I wrote about this in a piece a few years ago at Digital Medusa. The case of Iran’s complaint against Starlink is not just a technical dispute about terminals and spectrum. Iran also did not bring novel arguments to win the case. That case is a clear illustration of how an intergovernmental, closed-door body like the ITU can be leveraged by states to assert sovereign control over infrastructure and, in the process, fragment what should be a global, open communications network.

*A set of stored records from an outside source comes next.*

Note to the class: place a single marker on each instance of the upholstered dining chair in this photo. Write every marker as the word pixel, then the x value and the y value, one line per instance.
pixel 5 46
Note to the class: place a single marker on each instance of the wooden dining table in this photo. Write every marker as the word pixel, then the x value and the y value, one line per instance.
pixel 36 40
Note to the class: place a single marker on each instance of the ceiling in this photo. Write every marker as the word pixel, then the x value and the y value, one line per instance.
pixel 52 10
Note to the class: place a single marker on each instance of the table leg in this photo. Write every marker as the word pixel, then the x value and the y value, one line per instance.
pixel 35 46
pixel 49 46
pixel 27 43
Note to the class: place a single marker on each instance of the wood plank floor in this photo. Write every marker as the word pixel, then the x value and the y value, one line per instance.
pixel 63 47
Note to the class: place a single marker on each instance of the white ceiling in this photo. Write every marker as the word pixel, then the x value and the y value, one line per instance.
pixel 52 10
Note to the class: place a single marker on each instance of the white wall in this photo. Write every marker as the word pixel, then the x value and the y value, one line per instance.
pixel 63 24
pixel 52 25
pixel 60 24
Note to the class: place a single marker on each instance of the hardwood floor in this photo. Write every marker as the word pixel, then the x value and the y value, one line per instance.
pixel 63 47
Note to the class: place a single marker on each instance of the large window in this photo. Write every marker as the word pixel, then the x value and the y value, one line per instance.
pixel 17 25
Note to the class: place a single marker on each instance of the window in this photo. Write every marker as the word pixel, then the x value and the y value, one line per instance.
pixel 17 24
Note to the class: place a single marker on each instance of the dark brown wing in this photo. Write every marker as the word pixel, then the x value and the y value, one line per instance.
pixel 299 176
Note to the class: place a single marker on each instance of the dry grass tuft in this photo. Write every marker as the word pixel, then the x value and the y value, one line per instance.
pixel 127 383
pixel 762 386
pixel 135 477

Let’s be clear: the ITU’s Radio Regulations Board made no effort to consider access to information, user rights, or the legitimacy of the state in question to deny connectivity to its people. It accepted the state’s framing of “unauthorized use” without interrogating the underlying human rights implications. And it did so in a process with no participation from civil society, no transparency, and no accountability.
The authors warn us that requiring satellite operators to geofence, block, or shut off terminals country by country will lead to two outcomes: (1) a regulatory framework that only a handful of massive operators can navigate, and (2) a more fragmented Internet where access depends on the state’s blessing. I agree, but we have to push this further. It’s not just about competition and scale. It’s about who decides.
Governance of global satellite infrastructure cannot be left to a body where only states have a voice, and where those voices include regimes with long records of censorship, shutdowns, and repression. Satellite internet, like DNS and other layers of infrastructure, has profound political and human rights consequences. The ITU is structured in a way that obscures those consequences. It treats governance as a purely technical matter of spectrum coordination, but it is not. When a government demands the right to block signals over its territory, it is not just managing radio frequencies. It is controlling information access.
We need a governance framework for satellite internet that:
Treats human rights safeguards as foundational, not optional
Involves affected users, civil society, technical experts, and underrepresented regions
Doesn’t reward incumbents simply because they’re best equipped to jump through sovereign hoops
That means moving away from treaty-based, state-centric institutions like the ITU as the default venue for resolving these disputes. Multistakeholder governance isn’t a feel-good alternative. It’s a necessity if we want a satellite internet that serves people, not just states or shareholders.
Satellite Internet holds real potential for expanding access, especially in places where terrestrial infrastructure is censored or broken. But it will only live up to that potential if we govern it in ways that reflect openness, rights, and legitimacy.
The ITU cannot deliver that on its own. It’s time we stopped pretending it could.